As the indices \({\text{S}}_{\text{i}}\)(t) and \({\text{T}}_{\text{i}}\)(t) of each parameter of set q are time dependent, we plotted the curves of the indices over time T = 150 h
The curve thus created by the indices of each parameter of q over time 150 h is integrated to get area using the Riemann sum. These areas help us to compare the level of sensitivity of parameters of set q for \({\text{R}}_{\text{m}}\) for the complete simulation period.
Similarly, we repeated the similar process of finding Sobol indices and integrated area for \({\text{R}}_{\text{e}}\text{.}\)

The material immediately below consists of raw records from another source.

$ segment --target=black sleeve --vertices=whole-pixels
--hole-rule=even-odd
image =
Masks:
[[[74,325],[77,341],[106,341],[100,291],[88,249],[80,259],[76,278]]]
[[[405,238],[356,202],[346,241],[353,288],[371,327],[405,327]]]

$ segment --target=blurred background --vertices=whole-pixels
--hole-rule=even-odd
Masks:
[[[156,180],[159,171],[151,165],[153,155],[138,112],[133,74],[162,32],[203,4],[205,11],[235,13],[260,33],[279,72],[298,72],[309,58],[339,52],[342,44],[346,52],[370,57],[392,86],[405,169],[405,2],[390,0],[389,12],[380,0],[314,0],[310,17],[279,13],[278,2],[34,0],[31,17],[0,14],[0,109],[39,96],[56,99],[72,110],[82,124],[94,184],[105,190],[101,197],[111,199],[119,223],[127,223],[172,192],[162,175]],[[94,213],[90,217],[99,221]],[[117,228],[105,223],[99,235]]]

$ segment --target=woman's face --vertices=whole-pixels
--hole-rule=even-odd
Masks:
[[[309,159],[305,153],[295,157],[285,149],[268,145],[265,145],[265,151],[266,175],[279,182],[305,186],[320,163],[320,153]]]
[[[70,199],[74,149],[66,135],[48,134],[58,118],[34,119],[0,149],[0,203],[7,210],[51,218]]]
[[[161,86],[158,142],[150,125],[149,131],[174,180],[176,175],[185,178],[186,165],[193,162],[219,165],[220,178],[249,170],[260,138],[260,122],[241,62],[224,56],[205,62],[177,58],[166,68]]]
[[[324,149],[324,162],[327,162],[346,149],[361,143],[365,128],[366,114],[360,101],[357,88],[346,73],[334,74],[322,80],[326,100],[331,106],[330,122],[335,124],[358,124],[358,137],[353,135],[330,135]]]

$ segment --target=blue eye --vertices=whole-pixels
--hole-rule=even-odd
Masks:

We used the “Sensobal package” (version 1.1.5) of R software version 4.3.1 to calculate the Sobol indices33,34.The input bounds for q, the generated uniform distribution of states \({\text{S}}_{\text{e}}\), \({\text{R}}_{\text{e}}\), \({\text{S}}_{\text{m}}\), and \({\text{R}}_{\text{m}}\) as well as the results of Sobol indices of the model parameters q for resistant bacteria \({\text{R}}_{\text{m}}\) and \({\text{R}}_{\text{e}}\) are presented in the results section. We utilized the proposed value for each parameter in Table 1 and select upper and lower bounds not more than 3 standard deviations from each parameter of set q. Each parameter’s upper and lower bounds of q are in Table 2Table 2 The lower and upper bound of the set of parameters q, which are applied to perform the Sobol sensitivity analysis in the ‘Sensobal package’ (version 1.1.5) of R software version 4.3.1. We iterated the simulation 2000 times and used a uniform distribution of each parameter of set q.